Monterey was an old name on the crude maps of the Mexican frontier. Eighteen years before the Mayflower landed at Plymouth Rock, Don Sebastian Vizcaino had rounded the pine-edged promontory that hides the harbor of Monterey, and, anchoring in the bay, went ashore and with sacred rites named the port in honor of Count de Monterey, the reigning Viceroy. For more than a century and a half the spot was not revisited save by savage hunters. Efforts to relocate the harbor were without success.
Back of the concealing peninsula the bay of Monterey sweeps in a great crescent to Santa Cruz, thirty miles away, and to exploring navigators, shunning possible shoals, the coast presented a seemingly unbroken line. It came to be the scientific belief that some geologic upheaval had altered the contour of the coast. Mariners were mystified. Efforts to rediscover Monterey assumed the nature of crusades. No less a personage than Gaspar de Portala, with a retinue of sixty-five persons, set out overland from Loreto in 1769 to find the vanished harbor. Without identifying the haven he sought, he camped on its tree-rimmed beaches and erected a cross under the ancient oak in whose shade Vizcaino had partaken of the sacrament.
A year later came the seer and scholar Junípero. Long before, in his college in Majorca where he graced with distinction the chair of philosophy, he had read and treasured the description Vizcaino had given. Now he recognized the surviving oak and the neighboring springs, and, turning, he saw unrolled before him the bay which, in its vastness, had to other eyes seemed only a part of the open sea.
Inspecting Portala's wooden cross, Junípero saw that at the base were votive offerings of birds, shells, strings of fish newly caught, and in a beaver-skin quiver a cluster of arrows tipped with obsidian. Here were signs and portents which to Junípero were ever a source of inspiration. In after years he learned that the Eslenes, or Monterey Indians, had for ages handed down a tradition that some day a messiah would come to them; and that just before the advent of Junípero, the cross which Portala had reared seemed to rise in the sky at night until its splendor filled the heavens; and that then the tribes, believing their deliverer was at hand, came with gifts of food and trinkets to this unaccustomed altar and, in token of the peace they felt, tied a quiver of arrows to the cross.
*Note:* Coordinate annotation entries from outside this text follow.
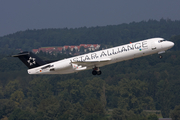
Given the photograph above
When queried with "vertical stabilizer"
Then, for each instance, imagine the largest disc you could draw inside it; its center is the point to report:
(30, 59)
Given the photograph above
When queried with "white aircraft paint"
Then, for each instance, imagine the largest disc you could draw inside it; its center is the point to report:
(101, 58)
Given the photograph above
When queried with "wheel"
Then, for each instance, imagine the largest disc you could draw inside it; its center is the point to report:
(98, 72)
(94, 72)
(160, 56)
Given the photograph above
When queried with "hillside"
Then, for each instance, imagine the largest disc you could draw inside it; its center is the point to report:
(124, 89)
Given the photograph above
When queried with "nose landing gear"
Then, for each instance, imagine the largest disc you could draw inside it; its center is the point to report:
(96, 71)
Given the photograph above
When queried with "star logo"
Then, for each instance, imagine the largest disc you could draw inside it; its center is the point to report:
(31, 61)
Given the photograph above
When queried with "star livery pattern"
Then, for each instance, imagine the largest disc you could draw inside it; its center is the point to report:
(31, 61)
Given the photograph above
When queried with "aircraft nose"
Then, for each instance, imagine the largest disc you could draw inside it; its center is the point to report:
(171, 44)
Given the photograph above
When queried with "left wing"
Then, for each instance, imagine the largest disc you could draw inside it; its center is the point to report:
(81, 65)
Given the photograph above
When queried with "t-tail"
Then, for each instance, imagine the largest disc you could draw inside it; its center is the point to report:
(30, 59)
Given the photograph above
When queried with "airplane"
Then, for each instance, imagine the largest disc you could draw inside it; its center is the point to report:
(95, 60)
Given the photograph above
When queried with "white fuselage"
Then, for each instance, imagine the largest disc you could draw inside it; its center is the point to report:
(104, 57)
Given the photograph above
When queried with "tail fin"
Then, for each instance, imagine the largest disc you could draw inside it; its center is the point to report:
(30, 59)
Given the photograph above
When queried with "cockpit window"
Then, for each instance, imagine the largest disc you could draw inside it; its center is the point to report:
(161, 41)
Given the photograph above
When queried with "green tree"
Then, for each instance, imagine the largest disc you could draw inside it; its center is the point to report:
(121, 114)
(175, 114)
(152, 117)
(17, 97)
(133, 96)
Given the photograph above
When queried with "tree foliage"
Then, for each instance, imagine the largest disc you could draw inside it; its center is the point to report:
(124, 89)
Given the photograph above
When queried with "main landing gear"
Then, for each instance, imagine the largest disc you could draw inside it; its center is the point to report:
(160, 56)
(96, 71)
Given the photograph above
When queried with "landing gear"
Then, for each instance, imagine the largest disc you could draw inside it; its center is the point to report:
(96, 71)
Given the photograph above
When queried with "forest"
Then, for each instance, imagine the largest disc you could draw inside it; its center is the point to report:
(124, 91)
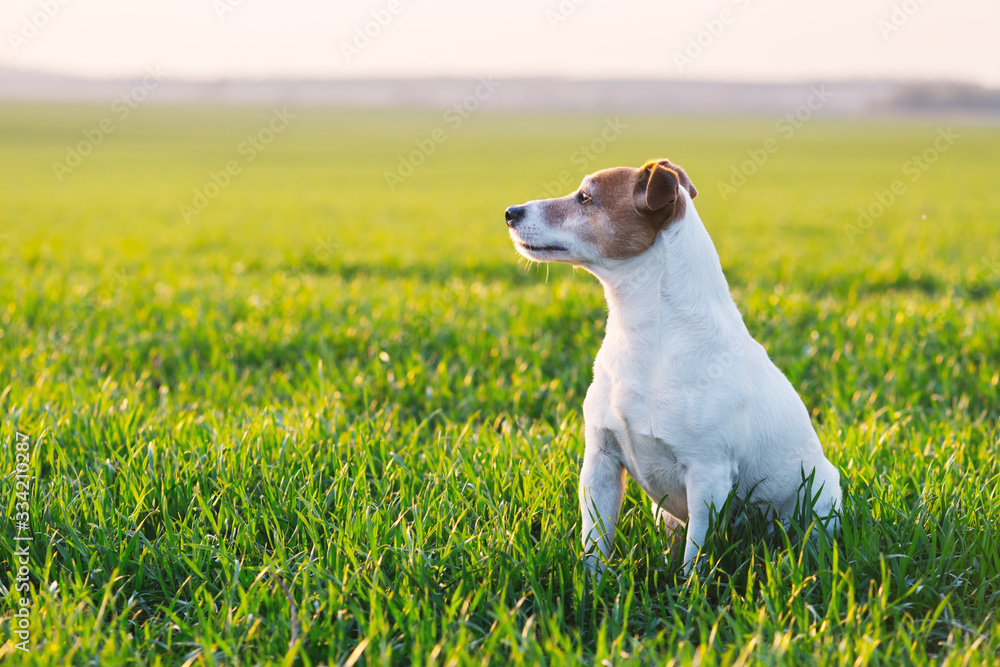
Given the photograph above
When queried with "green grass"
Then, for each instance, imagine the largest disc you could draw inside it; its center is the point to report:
(327, 423)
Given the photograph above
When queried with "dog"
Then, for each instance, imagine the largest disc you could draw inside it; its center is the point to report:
(683, 399)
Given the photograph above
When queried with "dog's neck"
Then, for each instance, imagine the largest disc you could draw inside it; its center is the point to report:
(679, 279)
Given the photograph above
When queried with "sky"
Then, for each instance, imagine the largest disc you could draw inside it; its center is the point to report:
(729, 40)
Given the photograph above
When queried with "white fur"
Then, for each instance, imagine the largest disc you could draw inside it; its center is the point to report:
(683, 398)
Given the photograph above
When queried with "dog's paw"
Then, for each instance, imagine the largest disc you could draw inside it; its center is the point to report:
(595, 566)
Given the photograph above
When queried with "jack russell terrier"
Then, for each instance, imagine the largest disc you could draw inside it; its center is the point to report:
(683, 398)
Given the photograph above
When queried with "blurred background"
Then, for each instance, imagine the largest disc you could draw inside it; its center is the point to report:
(730, 56)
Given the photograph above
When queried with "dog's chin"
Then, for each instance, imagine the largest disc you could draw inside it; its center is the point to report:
(542, 253)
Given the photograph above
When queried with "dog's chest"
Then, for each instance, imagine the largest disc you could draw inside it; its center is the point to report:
(630, 399)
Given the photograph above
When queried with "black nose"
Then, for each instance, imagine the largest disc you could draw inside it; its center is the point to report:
(514, 215)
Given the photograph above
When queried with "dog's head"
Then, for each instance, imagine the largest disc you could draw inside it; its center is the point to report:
(615, 214)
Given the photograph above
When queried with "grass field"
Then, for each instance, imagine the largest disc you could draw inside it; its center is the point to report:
(322, 422)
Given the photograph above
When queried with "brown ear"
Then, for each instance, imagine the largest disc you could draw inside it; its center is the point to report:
(661, 187)
(680, 174)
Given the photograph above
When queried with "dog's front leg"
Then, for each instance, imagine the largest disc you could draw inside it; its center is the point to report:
(602, 485)
(705, 488)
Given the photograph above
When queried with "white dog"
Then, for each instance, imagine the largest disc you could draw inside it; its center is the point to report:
(683, 398)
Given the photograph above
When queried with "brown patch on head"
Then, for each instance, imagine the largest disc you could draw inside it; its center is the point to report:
(625, 209)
In the fertile valley of Carmel just over the pine-clad cordillera that conceals the bay, on a slope above the thundering surf, Junípero dedicated the Mission that was to be named San Carlos in honor of the King. Hanging his bells on a cypress branch, he chimed the tidings of the gospel he was to preach.
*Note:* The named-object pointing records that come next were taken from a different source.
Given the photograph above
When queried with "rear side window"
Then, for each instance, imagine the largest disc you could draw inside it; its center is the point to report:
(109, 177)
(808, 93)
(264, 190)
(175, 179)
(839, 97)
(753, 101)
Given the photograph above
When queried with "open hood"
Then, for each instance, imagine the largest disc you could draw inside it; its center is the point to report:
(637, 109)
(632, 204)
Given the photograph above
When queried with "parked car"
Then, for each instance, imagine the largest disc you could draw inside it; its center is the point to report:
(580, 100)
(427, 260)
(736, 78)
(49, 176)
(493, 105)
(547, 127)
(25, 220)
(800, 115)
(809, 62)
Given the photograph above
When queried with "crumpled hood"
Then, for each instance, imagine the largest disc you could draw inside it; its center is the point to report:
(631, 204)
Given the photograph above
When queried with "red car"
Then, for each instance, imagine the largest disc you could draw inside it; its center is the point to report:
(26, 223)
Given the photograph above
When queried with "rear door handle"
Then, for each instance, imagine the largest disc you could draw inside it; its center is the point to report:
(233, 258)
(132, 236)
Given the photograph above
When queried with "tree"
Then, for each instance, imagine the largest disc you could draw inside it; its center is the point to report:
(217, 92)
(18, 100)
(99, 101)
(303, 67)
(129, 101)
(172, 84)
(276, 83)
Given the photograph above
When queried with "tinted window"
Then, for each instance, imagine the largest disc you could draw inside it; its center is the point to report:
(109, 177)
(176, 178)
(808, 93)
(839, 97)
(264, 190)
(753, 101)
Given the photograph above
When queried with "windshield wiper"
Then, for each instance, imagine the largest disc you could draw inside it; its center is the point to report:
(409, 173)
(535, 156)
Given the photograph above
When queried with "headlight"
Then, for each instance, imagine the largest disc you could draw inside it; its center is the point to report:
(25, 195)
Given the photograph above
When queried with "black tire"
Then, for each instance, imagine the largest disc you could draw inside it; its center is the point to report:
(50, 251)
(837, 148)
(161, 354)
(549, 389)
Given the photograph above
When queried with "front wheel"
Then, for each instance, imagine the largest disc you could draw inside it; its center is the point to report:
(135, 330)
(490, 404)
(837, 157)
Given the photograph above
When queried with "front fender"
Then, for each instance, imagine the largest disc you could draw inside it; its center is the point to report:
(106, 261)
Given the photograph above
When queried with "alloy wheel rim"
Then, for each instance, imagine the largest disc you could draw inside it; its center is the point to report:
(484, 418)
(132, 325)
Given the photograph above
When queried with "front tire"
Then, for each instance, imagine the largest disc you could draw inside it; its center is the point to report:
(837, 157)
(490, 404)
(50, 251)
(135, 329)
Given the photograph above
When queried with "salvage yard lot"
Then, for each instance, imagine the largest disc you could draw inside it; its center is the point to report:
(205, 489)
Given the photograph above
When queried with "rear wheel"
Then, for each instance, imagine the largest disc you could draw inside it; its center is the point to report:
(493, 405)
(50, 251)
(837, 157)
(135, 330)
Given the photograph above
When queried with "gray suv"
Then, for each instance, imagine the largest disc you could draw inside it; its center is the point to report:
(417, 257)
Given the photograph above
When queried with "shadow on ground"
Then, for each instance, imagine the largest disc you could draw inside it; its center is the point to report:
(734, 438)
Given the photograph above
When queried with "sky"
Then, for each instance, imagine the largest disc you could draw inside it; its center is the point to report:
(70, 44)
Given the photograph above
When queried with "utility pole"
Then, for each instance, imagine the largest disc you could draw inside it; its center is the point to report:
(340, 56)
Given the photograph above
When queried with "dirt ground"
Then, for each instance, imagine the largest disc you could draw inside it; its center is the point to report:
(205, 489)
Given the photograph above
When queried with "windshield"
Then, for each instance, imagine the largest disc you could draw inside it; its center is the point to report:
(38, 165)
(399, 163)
"Why sound this call?" protested his companions; "there are no heathen here."
"Would that these bells might be heard around the world!" replied Junípero.
Few events in Spanish history since the expulsion of the Moors three centuries before had occasioned the joy that greeted the news of the rediscovery of Monterey. In the Mexican capital cathedral bells pealed throughout the night, rockets flared in the sky, and guns in the forts kept up a cannonade. Later, in Madrid the rejoicing was even more tumultuous. Royal salutes were added to the acclaim and the King declared a public holiday. A sandalled monk, seeking neither gain nor temporal glory, the leader of a handful of Franciscan pioneers, had restored a fabled harbor to the world.